Die Systemabgrenzung dient zur Festlegen der Systemgrenze. Sie legt die Aspekte fest, welche durch das (zu entwickelnde) System bzw. durch die Umgebung erbracht werden. Die Systemgrenze „separiert das geplante System von seiner Umgebung. Sie grenzt den im Rahmen des Entwicklungsprozesses gestaltbaren und veränderbaren Teil der Realität von Aspekten in der Umgebung ab, die durch den Entwicklungsprozess nicht verändert werden können“ (Pohl & Rupp, 2011).
Die Kontextabgrenzung stellt die Abgrenzung des Systemkontexts von der irrelevanten Umgebung dar. Die Kontextgrenze „separiert den relevanten Teil der Umgebung eines geplanten Systems vom irrelevanten Teil, d.h. dem Teil der Umgebung, der keinen Einfluss auf das geplante System und damit auch keinen Einfluss auf die Anforderungen des Systems hat“ (Pohl & Rupp, 2011).
Die Anforderungsphase ist besonders wichtig in der Entwicklung von Software
Ein wesentlicher Teil der Zeit wird – besser gesagt sollte – für die Analysephase aufgewendet (werden). In dieser Phase werden die meisten Fehler mit teils immenser Auswirkung auf Qualität, Zeit und Kosten verursacht, während Fehler in der Testphase „nur mehr“ gefunden werden können. Folgende Bilder sollen das verdeutlichen:
Die Entwicklungsphase lässt sich in vier grobe Teile unterteilen – Analyse/Anforderungen, Entwurf/Design, Implementierung und Test. In jeder dieser Phasen kann alles richtig gemacht werden oder es entstehen Fehler durch Missverständnisse, fehlerhafte Umsetzung oder durch Unvollständigkeit etc.
Die einzige Möglichkeit, zu einem „fehlerfreien“ Produkt zu kommen ist es, in allen Phasen alles richtig zu machen:
Anmerkung: Es ist nach derzeitigem Stand der Technik nicht möglich, ein zu 100% fehlerfreies Software-Produkt zu entwickeln, deshalb oben „fehlerfrei“ unter Anführungszeichen.
Werden nun Fehler nur in der Testphase gemacht, führt dies zu einem zumindest scheinbar fehlerhaften Produkt:
Die Korrektur ist vergleichsweise einfach – es müssen nur jene Tests wiederholt werden, die fehlerhaft durchgeführt wurden oder fehlerhafte Ergebnisse geliefert haben.
Fehler in der Implementierungsphase führen hingegen bereits unweigerlich zu einem fehlerhaften Produkt, unabhängig davon, ob in der nachfolgenden Testphase alles richtig gemacht wird oder vielleicht dort auch Fehler entstehen:
Konsequenz ist: Wiederholung der fehlerhaften Entwicklungsschritte plus notwendiger, unter Umständen aller zugehörigen, Tests.

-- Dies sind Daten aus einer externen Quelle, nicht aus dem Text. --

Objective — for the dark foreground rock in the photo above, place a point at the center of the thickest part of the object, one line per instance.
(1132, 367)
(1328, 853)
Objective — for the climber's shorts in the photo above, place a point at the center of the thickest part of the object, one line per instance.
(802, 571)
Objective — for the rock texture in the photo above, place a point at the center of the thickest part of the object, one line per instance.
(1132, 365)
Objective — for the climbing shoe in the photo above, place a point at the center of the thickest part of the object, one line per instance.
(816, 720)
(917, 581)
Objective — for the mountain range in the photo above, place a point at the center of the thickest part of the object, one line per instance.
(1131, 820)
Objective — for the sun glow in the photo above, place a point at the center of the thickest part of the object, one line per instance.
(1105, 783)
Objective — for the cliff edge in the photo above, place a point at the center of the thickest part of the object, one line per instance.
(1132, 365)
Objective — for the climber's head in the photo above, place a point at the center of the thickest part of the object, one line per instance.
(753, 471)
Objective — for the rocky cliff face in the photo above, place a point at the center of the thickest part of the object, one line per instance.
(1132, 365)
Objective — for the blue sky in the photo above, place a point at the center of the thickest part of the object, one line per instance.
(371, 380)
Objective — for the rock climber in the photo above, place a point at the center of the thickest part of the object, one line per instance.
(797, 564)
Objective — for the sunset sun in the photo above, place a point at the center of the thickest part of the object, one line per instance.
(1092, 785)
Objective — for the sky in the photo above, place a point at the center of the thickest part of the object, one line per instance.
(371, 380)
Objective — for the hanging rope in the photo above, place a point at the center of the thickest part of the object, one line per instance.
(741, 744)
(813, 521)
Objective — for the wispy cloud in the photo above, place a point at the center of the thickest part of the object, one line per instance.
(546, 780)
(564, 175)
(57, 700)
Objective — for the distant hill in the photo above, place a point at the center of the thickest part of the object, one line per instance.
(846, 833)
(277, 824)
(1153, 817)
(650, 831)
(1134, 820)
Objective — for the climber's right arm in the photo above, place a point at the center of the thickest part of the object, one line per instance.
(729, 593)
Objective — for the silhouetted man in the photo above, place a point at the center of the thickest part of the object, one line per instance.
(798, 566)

Dramatisch werden Fehler in der Anforderungsphase. Wird hier etwas falsch verstanden oder sind nicht alle Anforderungen bekannt führt dies mit Sicherheit zu einem unbrauchbaren Produkt:
Konsequenz ist: Zurück an den Start und nochmaliges Durchlaufen des teilweisen oder vollständigen Entwicklungszyklusses – beispielsweise können übersehene Anforderungen Einfluss auf das Design des Systems haben, wodurch sich umfangreiche Änderungen ergeben können.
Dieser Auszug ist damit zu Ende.